Today's Mexico City Headlines: Summer re-runs

Spring in Mexico City is what summer is to most of the rest of the northern hemisphere. For the next month or two you can pretty much count on dry warm days and a pleasant outdoor life before the seasonal rains start to take over some time in May.
    The first full day of primaverano (you might call it) dawned like a reward after a cold snap marked by hailstorms that pockmarked the leaves of ornamentals. As I type, the sky is blue, the bougainvillea bracts are bright, the fruit trees are blossoming and the jacarandas are flushed with purple, as is the ground beneath them. A good mood might be possible.
    Until you read the morning papers, of course. The lead headlines today take us back to Groundhog’s Day. Not the one with the shadow. The one where we’re reliving yesterday  . . .  again.
    To wit, Excelsior: “Peña confirms belt-tightening.” Or Milenio: “‘Do more with less’ is the new reality: Peña.” Or El Universal: “Oil prices will cause adjustments again in 2016.”
    We’ve all got the picture by now. The bottom dropped out of worldwide oil prices. So Mexico, a petro-nation, has had to reduce revenue expectations. Upshot: immediate spending cuts in 2015 and a commitment to zero-based budgeting for 2016, implying much deeper cuts.
    So why are we hearing about it again? For one thing, it really is important. Economic inequality leads most lists of Mexico’s core problems, and the approach to it in recent decades — other than ignoring it — has been through social programs that even to die-hard liberals seem heavy on the handouts. Supposedly they’re not to be touched, but if zero-based budgeting means anything, nothing is safe. You can almost hear the Peña Nieto administration preparing the populace for when the axes start falling.

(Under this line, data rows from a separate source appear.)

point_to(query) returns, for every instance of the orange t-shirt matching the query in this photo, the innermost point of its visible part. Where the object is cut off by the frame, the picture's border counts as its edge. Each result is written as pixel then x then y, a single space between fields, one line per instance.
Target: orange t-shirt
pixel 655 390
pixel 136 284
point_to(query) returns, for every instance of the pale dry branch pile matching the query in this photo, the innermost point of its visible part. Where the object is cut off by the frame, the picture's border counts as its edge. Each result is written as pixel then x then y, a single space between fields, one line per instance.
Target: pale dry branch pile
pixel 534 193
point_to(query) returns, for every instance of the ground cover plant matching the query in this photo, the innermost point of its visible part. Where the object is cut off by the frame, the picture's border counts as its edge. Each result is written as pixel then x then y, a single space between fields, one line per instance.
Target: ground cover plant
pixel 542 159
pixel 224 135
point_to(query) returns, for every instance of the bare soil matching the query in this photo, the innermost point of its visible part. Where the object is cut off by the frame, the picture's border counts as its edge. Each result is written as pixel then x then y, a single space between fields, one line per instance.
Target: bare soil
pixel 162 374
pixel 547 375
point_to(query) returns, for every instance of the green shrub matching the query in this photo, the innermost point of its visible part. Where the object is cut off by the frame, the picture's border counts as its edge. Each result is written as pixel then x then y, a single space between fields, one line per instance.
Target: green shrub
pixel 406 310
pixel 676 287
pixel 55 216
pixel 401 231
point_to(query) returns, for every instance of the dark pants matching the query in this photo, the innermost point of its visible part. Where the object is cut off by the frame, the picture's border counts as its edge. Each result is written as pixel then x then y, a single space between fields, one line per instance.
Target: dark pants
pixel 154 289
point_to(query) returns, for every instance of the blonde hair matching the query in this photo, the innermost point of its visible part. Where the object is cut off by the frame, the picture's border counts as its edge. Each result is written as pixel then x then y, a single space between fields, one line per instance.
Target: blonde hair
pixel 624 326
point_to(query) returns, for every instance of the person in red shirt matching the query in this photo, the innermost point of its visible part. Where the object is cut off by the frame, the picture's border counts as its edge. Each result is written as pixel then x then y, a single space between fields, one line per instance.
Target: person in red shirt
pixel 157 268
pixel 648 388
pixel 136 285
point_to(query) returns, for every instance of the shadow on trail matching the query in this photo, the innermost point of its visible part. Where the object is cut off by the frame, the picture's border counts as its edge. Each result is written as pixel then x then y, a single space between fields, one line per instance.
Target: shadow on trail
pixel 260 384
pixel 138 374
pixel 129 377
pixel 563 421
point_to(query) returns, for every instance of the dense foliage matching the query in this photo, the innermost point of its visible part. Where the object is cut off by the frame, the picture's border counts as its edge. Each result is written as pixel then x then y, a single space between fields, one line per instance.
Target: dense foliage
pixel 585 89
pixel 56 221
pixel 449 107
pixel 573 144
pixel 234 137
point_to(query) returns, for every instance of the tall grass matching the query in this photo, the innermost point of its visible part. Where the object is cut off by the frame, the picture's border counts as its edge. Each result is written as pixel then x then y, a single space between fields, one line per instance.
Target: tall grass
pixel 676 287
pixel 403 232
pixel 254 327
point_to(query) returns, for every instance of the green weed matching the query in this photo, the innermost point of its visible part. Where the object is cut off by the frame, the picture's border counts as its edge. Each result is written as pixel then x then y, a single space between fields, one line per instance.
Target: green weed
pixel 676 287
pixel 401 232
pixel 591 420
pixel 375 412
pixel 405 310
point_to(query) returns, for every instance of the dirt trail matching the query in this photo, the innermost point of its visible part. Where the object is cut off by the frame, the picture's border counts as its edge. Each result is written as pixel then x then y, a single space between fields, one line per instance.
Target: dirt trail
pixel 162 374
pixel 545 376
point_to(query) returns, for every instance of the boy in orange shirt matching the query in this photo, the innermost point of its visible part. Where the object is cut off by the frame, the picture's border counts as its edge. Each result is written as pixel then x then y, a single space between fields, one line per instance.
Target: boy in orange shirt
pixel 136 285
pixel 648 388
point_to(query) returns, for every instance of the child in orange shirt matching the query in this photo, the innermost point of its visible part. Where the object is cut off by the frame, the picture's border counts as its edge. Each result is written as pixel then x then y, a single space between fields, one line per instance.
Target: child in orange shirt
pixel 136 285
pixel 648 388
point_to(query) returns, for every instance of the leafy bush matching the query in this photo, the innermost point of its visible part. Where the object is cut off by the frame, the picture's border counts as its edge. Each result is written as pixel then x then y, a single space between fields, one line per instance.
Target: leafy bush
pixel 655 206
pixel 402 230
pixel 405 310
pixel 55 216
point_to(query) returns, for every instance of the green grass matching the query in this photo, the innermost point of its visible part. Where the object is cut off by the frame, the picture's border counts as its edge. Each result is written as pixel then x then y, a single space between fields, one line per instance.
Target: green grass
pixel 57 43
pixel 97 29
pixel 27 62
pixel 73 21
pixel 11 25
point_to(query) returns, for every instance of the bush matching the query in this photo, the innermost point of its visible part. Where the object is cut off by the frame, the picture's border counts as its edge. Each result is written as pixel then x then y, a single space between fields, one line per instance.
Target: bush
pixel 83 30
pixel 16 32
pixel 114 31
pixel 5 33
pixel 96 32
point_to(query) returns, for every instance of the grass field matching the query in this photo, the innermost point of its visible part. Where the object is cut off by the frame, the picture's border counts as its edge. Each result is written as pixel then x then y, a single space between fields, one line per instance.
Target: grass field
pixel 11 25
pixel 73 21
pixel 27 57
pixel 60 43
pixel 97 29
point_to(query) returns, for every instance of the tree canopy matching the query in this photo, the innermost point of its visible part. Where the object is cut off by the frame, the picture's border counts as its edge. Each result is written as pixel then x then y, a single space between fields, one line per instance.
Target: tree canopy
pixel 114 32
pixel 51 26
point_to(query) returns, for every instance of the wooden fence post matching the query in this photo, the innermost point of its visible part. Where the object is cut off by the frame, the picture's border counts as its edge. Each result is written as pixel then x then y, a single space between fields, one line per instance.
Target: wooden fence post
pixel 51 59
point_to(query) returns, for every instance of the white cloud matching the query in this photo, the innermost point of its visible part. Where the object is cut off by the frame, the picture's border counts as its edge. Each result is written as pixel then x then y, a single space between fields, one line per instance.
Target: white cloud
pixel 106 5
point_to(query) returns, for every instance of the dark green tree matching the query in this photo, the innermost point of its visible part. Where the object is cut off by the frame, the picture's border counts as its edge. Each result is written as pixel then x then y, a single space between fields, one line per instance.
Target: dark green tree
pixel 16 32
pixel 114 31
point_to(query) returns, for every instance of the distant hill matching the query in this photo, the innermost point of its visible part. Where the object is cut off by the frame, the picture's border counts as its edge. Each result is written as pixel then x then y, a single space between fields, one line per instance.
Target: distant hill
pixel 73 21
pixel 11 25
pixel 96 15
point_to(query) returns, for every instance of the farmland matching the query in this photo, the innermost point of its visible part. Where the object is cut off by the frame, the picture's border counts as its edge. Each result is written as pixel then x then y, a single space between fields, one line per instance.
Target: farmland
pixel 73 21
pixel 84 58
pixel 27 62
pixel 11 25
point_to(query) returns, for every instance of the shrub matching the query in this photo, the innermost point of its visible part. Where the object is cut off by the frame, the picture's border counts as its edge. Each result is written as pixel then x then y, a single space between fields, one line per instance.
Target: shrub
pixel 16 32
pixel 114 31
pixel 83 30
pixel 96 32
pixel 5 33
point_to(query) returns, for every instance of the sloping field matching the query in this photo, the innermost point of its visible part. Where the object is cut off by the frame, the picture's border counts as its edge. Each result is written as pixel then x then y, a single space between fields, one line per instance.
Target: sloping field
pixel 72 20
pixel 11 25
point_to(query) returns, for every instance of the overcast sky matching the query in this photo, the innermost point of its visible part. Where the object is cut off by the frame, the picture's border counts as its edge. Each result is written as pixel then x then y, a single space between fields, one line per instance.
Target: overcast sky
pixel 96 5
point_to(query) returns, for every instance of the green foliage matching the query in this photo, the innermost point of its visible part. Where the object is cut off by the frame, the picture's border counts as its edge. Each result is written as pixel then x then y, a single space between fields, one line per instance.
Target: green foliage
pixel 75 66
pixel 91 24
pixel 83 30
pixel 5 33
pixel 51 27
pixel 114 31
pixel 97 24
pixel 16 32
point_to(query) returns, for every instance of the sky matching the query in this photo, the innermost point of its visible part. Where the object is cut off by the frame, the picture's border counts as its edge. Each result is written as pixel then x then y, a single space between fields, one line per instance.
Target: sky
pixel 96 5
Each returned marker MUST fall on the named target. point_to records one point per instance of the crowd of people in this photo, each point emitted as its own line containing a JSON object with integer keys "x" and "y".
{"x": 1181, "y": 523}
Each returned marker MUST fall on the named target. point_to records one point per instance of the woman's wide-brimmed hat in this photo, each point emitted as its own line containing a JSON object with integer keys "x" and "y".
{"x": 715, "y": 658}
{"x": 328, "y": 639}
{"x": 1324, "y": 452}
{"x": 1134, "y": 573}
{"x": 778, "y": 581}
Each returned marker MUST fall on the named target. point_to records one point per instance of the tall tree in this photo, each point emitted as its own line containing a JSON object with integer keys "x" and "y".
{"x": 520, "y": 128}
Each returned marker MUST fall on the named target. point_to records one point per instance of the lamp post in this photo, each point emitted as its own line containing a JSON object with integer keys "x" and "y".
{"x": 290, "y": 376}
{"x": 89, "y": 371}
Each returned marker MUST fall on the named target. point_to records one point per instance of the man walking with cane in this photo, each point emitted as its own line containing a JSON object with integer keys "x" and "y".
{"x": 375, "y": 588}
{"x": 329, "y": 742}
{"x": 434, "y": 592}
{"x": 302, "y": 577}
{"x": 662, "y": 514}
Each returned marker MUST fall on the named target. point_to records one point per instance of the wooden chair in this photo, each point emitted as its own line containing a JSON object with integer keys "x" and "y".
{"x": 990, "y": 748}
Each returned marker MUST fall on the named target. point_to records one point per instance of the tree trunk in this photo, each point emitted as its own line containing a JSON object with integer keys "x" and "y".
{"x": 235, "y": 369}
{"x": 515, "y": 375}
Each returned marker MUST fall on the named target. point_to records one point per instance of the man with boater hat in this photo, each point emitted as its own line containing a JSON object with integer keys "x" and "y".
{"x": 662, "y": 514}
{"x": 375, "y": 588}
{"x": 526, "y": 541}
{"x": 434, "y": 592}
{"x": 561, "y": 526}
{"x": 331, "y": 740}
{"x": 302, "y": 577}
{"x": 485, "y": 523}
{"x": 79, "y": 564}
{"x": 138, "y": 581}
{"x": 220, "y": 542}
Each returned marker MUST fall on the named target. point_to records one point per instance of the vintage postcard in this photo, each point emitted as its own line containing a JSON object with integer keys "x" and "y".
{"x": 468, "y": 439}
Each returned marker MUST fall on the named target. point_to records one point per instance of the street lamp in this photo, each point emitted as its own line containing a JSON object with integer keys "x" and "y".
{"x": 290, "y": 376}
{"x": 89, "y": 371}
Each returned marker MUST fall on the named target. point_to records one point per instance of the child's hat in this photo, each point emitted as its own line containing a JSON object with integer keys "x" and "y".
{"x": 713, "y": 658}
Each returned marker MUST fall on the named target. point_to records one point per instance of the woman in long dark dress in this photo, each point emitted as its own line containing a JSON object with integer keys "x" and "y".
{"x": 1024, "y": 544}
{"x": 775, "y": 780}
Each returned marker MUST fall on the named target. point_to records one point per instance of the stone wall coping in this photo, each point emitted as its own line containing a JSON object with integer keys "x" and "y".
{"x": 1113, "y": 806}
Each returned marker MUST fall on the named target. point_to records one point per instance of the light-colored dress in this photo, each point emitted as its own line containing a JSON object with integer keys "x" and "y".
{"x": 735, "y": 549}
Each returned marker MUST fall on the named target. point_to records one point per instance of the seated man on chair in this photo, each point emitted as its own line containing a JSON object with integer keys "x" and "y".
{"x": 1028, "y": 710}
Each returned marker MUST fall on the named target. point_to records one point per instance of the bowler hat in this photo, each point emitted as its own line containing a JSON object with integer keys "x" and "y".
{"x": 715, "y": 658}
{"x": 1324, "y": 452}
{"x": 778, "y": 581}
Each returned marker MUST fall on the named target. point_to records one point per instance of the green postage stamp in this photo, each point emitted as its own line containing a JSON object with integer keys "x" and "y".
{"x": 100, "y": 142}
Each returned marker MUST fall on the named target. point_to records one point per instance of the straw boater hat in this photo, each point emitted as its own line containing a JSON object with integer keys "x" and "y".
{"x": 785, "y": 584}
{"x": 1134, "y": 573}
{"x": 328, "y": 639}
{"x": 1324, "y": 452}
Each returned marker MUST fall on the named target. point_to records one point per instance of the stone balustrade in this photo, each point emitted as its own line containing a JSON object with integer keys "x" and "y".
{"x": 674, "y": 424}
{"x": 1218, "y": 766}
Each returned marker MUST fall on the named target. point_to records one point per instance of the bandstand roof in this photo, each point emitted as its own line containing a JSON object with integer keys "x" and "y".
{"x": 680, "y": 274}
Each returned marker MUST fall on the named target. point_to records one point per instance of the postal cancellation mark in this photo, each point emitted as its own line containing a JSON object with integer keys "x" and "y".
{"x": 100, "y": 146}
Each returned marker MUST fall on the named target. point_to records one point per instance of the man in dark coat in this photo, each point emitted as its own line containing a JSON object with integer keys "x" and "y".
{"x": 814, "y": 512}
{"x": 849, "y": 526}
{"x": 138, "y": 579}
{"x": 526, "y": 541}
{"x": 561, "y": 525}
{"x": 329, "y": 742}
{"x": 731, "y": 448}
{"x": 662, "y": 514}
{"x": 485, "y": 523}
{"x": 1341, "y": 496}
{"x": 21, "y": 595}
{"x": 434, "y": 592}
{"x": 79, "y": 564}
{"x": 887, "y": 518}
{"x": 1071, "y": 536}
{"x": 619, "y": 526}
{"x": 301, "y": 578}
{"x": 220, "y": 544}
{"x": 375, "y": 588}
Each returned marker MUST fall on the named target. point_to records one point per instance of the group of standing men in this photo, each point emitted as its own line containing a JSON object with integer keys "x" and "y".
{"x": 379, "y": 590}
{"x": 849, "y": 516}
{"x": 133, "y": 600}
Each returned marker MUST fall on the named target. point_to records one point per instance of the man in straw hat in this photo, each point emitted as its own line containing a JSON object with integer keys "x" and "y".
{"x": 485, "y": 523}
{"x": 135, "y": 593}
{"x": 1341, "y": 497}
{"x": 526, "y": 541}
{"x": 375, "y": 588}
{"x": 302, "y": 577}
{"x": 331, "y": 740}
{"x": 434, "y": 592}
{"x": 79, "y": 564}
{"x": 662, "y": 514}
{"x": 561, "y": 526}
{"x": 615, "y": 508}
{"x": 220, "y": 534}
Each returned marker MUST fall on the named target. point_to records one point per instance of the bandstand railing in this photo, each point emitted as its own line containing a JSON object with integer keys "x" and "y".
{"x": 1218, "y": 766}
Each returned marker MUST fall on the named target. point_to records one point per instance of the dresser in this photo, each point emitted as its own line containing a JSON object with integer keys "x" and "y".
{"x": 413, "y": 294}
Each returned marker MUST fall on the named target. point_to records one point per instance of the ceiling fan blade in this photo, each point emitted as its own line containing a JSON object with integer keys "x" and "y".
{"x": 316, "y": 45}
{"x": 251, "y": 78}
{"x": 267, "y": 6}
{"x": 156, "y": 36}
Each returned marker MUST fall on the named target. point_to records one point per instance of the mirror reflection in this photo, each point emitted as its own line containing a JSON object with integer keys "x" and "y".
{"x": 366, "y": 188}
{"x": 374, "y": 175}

    Another reason we’re getting the same spending-cuts story again is that the president gave a speech about it yesterday in Acapulco, at the Annual Banking Convention, the major yearly gathering of the industry. Since coverage of such speeches are mostly stenographic, the stories and heads read like we’re hearing this stuff for the first time. Only that word “confirms” in the Excelsior headline hints at the history.
    Reforma gives us a break by leading with the hosts rather than the president, under the headline “Bankers read Peña the riot act.” If that sounds exaggerated, it is. According to the story, speakers voiced frustration with the lack of progress in tackling violence, corruption and impunity. The president’s heard that before. But the bankers also praised his economic reforms and the belt-tightening measures he was about to re-announce.
    And who says there’s no context in typical coverage? Here’s the final paragraph of the Reforma story, meant to reinforce the “riot act” angle, assessing the mood as the president arrived almost an hour late:
    “Not even the pleasing aroma of roast fillet of huachinango or the chocolate timbales could erase the attendees comments about the delay.”
    There are people who get paid for writing sentences like that. Others blog for free. And the spring sky is graying over now. We'll try again Monday.